A coisa fez escola também dentre os humanos. Hoje é possível ver bípedes que se deixam confinar num determinado ambiente permitindo a seus “confinadores” explorarem ao máximo possível situações inerentes à capacidade sentimental e emocional que possam suportar.
Ao contrário dos ratos, que são irracionais, os indivíduos participantes de “realities shows”, ao que parece, são dotados de média-inteligência, já que se submetem ao jogo consciente da coisa toda.
E os testes – experimentos – se sucedem do ambiente laboratorial que os encerram. São provados e provocados incessantemente a fim de estimularem seus lados sombrios, comportamentos dissimulados, deslealdades e egoísmo.
Embora esse tipo de programação televisiva nem de longe se equipare à importância dos verdadeiros laboratórios e de suas cobaias, sacrificadas para o bem da humanidade, os participantes desses "shows de realidade(!) não conseguem ter a noção do sacrifício que fazem de suas imagens; das consequências que os acompanharão pelos restos de seus dias a partir da exposição pública à qual se entregaram.
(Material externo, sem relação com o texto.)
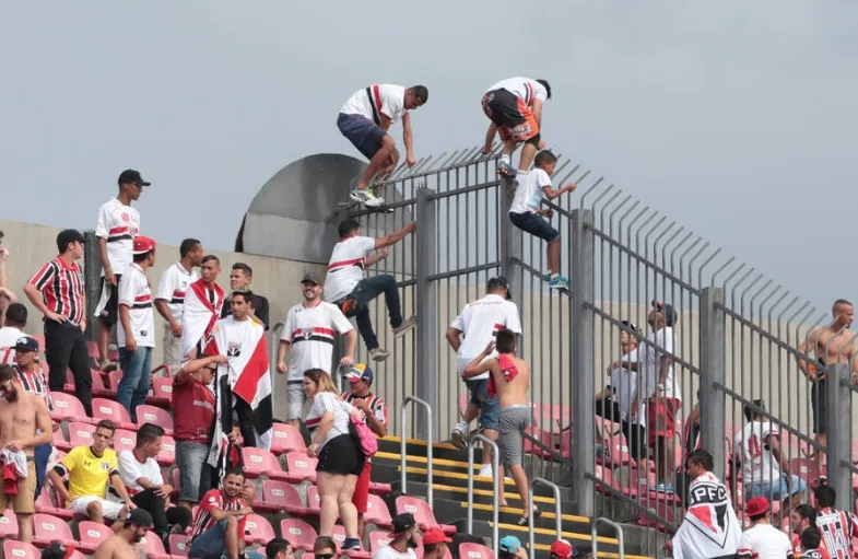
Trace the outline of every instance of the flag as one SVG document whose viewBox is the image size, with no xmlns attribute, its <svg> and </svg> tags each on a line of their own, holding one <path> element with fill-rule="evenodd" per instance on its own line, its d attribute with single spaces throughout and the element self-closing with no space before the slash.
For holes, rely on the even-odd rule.
<svg viewBox="0 0 858 559">
<path fill-rule="evenodd" d="M 221 316 L 223 290 L 216 283 L 211 287 L 197 280 L 188 287 L 185 303 L 181 307 L 181 356 L 185 357 L 197 347 L 200 340 L 207 340 Z"/>
<path fill-rule="evenodd" d="M 741 537 L 727 487 L 712 471 L 697 476 L 689 486 L 685 520 L 673 536 L 673 558 L 731 556 Z"/>
<path fill-rule="evenodd" d="M 265 334 L 266 327 L 252 318 L 236 321 L 231 315 L 218 321 L 209 336 L 205 354 L 221 354 L 227 359 L 226 363 L 218 366 L 216 421 L 209 456 L 212 466 L 223 459 L 235 398 L 242 398 L 254 410 L 258 445 L 271 449 L 273 408 Z"/>
</svg>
Não vislumbram o processo de estigmatização de suas dignidades que, depois de feridas, raramente haverão de se curar.
É bem verdade que nesses programas ninguém é obrigado a aceitar o confinamento. Chegam andando com as próprias pernas, sorrindo. Imaginam perseguir um sonho mas de preço alto: perda da privacidade e das liberdade individuais.
A impressão que se tem é que as obras fictícias (novelas, minisséries, etc.) não conseguem mais satisfazer a ânsia espectadora. É preciso ir mais fundo, confinando pessoas reais e estimulando a que se degladiem para estimular o telespectador ao “poder” de "eliminar” alguém. É o preenchimento do desejo mais recôndito: eliminar, na vida real, o próprio algoz ou alguém que atravesse o nosso caminho.
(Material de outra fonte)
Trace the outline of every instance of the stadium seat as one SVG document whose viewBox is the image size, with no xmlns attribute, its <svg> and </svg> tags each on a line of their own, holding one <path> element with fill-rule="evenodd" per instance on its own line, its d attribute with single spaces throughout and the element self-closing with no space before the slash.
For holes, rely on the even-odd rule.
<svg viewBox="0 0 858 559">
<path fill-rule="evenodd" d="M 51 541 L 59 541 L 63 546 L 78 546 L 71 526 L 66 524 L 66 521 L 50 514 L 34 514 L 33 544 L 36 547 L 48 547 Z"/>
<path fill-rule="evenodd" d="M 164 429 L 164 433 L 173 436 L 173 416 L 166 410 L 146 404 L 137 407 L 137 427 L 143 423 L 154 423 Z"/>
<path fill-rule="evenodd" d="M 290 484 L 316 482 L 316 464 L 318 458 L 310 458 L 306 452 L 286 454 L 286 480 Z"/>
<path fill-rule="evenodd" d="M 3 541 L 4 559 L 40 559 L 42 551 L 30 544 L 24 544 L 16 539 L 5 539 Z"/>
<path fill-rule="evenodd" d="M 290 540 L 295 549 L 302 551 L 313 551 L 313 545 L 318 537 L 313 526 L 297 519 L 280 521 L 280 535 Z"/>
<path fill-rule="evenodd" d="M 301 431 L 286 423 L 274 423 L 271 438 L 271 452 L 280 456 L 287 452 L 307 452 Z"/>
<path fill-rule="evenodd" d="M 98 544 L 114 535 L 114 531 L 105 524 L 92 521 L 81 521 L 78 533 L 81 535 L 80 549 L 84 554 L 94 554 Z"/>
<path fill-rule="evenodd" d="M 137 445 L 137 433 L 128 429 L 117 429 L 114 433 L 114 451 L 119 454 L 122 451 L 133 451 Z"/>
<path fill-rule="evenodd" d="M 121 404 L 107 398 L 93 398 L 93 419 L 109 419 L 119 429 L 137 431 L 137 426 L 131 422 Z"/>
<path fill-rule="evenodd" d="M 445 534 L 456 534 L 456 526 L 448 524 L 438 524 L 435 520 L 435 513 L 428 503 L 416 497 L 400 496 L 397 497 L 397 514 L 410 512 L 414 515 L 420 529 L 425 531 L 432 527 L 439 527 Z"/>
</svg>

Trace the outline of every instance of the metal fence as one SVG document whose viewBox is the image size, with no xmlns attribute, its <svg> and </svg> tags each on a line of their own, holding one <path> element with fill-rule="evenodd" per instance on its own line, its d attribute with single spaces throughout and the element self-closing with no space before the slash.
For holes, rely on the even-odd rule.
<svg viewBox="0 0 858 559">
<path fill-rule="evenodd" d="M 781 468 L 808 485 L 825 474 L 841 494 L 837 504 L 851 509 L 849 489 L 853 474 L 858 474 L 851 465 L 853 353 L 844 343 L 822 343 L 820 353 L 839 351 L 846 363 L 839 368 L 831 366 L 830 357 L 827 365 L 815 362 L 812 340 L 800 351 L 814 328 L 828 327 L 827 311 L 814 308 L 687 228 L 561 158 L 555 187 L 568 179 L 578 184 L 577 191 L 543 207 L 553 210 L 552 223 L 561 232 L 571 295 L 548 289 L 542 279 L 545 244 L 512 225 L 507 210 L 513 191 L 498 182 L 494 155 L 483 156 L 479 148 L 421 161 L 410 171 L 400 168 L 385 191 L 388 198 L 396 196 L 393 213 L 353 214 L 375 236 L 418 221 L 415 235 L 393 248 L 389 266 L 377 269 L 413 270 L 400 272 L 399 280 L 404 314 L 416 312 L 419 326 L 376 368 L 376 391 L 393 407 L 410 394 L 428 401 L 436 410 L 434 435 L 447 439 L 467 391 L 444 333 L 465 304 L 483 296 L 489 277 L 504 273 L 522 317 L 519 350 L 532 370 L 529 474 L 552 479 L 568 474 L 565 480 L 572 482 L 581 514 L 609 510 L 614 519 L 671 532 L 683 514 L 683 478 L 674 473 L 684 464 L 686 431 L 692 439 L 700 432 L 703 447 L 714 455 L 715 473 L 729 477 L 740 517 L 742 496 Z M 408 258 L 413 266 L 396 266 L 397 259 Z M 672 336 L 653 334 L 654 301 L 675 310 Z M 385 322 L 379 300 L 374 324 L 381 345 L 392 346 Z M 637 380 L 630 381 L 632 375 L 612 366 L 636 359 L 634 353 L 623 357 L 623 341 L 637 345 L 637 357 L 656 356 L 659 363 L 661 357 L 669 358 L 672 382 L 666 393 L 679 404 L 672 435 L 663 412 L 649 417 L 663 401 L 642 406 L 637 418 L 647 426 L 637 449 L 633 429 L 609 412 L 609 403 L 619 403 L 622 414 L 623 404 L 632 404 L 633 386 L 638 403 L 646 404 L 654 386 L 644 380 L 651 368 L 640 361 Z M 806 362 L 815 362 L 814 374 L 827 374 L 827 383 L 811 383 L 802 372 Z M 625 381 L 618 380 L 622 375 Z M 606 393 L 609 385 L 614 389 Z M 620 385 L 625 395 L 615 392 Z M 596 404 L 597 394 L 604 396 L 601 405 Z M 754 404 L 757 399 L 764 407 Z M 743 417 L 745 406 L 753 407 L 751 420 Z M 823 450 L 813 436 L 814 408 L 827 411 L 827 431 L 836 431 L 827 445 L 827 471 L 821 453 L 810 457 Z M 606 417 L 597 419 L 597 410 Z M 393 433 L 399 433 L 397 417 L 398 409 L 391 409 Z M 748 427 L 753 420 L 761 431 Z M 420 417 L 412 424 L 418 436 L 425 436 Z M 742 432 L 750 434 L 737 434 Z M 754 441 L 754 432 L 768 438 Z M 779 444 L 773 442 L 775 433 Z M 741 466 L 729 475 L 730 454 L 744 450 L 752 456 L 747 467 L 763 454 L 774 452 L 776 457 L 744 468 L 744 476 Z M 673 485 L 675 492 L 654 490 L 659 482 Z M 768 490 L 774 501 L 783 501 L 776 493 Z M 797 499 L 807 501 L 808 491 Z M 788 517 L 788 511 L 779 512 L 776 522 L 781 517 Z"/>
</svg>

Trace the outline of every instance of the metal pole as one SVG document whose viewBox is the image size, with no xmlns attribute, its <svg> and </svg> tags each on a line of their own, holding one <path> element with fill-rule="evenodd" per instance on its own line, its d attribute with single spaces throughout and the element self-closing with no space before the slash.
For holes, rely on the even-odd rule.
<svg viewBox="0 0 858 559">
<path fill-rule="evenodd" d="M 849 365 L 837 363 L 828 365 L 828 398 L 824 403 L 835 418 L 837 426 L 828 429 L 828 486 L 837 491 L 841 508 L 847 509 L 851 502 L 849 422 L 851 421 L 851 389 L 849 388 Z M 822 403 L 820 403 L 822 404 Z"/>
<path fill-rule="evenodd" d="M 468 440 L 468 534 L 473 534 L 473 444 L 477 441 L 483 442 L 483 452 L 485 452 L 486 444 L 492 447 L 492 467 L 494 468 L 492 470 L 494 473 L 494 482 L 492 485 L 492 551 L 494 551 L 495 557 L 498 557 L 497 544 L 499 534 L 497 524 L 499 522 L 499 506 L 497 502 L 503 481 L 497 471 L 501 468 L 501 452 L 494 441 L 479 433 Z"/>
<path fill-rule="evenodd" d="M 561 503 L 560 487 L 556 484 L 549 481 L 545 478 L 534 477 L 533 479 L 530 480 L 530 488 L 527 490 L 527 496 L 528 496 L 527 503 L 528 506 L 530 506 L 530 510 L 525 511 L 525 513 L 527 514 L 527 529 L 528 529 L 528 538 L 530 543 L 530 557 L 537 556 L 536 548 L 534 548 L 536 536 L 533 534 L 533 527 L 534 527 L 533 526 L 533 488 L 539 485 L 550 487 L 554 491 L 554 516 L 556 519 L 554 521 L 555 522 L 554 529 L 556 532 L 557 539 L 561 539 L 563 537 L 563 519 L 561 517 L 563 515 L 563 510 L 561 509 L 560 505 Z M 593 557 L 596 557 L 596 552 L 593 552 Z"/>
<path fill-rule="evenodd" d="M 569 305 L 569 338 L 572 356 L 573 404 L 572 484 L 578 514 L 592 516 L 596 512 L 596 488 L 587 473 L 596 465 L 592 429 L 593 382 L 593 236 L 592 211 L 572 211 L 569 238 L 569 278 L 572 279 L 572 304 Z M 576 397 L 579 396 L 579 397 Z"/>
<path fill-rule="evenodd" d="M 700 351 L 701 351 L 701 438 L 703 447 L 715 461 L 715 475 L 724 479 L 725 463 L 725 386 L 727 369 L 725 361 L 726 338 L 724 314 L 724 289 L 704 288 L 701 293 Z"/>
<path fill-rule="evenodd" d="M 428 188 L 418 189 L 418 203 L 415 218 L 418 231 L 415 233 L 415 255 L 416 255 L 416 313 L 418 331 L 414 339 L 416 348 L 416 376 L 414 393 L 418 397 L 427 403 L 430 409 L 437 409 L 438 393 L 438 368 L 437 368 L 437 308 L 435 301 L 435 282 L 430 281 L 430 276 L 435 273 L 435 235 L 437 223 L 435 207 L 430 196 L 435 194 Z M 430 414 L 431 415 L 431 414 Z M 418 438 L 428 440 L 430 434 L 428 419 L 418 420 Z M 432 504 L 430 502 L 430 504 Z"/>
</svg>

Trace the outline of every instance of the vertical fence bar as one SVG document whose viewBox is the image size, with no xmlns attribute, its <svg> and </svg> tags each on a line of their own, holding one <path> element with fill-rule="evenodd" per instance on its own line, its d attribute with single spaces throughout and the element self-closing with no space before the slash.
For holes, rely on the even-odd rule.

A capacidade do homem em adequar as coisas segundo a realidade atual é surpreendente. Abandonou-se há muito o Coliseu romano; os sangrentos gladiadores; as espadas afiadas que levavam à morte. Isso, substitui-se pelo “circo” moderno, mais refinado e quase hipnótico. Escolhe-se pessoas de perfis conflitantes; explora-se a sensualidade dos corpos; eletrificam-se os jogos interpessoais até a exaustão, confinam-se em câmaras de hospitais psiquiátricas. E se revela pela televisão, ao gozo de milhões.
As milhões e milhões de ligações tributadas, disparadas por todo Brasil diz que a fórmula vale.Como diria Júlio Camargo, “não se deve tachar a televisão de anticultura: cada povo tem o programa que merece”.